Merck, the German multinational company, is aiming to expand its presence in Korea’s life sciences and health care market, according to its local managing director Glenn Young.

While Merck has three main business areas - performance materials, life sciences and health care - the Korean unit earns over half of its revenue from selling performance materials, including the materials used in displays, semiconductors and cars, such as the liquid crystals used in LCDs, according to the managing director.

“In Korea, we have a significant presence in the materials business [due to the strong display and semiconductor sector], but globally we have a much larger presence in life sciences and health care businesses,” Young said.

Merck offers products and services used for biotech research and drug production, including laboratory supplies, through its life sciences business.

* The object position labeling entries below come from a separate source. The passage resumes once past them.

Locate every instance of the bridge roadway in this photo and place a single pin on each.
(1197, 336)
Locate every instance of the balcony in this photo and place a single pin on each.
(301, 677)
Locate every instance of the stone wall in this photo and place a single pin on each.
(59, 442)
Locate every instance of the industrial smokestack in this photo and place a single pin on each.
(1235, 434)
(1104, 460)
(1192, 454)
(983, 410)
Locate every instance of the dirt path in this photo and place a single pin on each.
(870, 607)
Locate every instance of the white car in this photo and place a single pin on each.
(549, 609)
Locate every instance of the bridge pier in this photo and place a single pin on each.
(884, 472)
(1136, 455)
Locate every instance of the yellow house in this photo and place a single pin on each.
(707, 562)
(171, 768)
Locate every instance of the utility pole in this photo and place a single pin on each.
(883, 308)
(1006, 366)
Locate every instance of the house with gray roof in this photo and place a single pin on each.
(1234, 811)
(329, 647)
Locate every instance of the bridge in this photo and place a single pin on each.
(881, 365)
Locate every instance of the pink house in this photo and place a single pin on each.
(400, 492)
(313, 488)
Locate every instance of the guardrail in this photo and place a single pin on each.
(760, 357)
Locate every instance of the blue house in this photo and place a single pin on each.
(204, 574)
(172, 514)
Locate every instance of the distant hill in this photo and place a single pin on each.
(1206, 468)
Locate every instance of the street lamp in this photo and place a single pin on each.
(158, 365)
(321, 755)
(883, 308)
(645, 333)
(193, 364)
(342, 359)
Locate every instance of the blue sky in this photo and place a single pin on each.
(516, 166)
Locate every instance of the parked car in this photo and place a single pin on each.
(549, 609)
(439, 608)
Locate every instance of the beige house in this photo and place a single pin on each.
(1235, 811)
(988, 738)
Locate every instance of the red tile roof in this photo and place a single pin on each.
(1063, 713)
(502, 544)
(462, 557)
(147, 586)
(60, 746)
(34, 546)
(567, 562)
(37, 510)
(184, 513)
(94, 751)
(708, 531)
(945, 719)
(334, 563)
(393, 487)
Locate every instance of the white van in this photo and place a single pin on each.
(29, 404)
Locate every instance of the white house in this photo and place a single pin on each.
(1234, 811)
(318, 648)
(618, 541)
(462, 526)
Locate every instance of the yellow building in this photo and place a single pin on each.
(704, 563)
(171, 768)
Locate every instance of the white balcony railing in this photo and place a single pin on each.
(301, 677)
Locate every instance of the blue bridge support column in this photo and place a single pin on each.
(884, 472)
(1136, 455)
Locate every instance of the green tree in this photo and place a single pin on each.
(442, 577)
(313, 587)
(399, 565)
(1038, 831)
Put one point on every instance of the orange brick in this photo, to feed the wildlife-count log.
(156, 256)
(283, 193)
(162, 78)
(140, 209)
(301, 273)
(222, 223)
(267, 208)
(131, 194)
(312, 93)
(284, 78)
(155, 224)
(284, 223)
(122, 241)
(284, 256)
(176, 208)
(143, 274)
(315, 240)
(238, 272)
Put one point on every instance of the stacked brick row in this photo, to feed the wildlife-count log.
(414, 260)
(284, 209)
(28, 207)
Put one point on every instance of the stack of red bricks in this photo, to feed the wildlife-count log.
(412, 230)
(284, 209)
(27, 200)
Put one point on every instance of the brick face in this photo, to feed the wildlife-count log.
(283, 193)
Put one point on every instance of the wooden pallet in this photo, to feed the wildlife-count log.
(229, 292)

Its health care business develops biopharmaceuticals used in oncology and fertility treatment.

“Investment is upcoming for the life sciences business,” Young said, adding that Korea’s biological industry has been showing growth.

As part of the investment, Merck plans to break ground on a new manufacturing and distribution center dedicated to life sciences business, tentatively called the Lifescience Center, in the second half of this year.

The center will be in Songdo, Incheon, where Merck’s Korean clients like Celltrion and Samsung BioLogics are based. The company hopes to expand its overall life science business through the new center.

Merck said the Songdo center will give Korean clients quick and easy access to laboratory supplies that are necessary for developing new therapies and biosimilar products.

When asked about the significance of the Korean market, Young said that Korea accounts for 4.5 to 5 percent of Merck’s global business.

“That sort of a percentage doesn’t sound huge,” he said. “But without it, the company will be significantly smaller.”

Young also said that Merck is prepared for Korea’s new 52-hour workweek that will go into effect in July, since he has experienced a similar regulatory environment in European countries.

Young noted that the new workweek may create concerns at first, because companies need to consider how to reallocate their resources, but that companies will ultimately be able to adapt.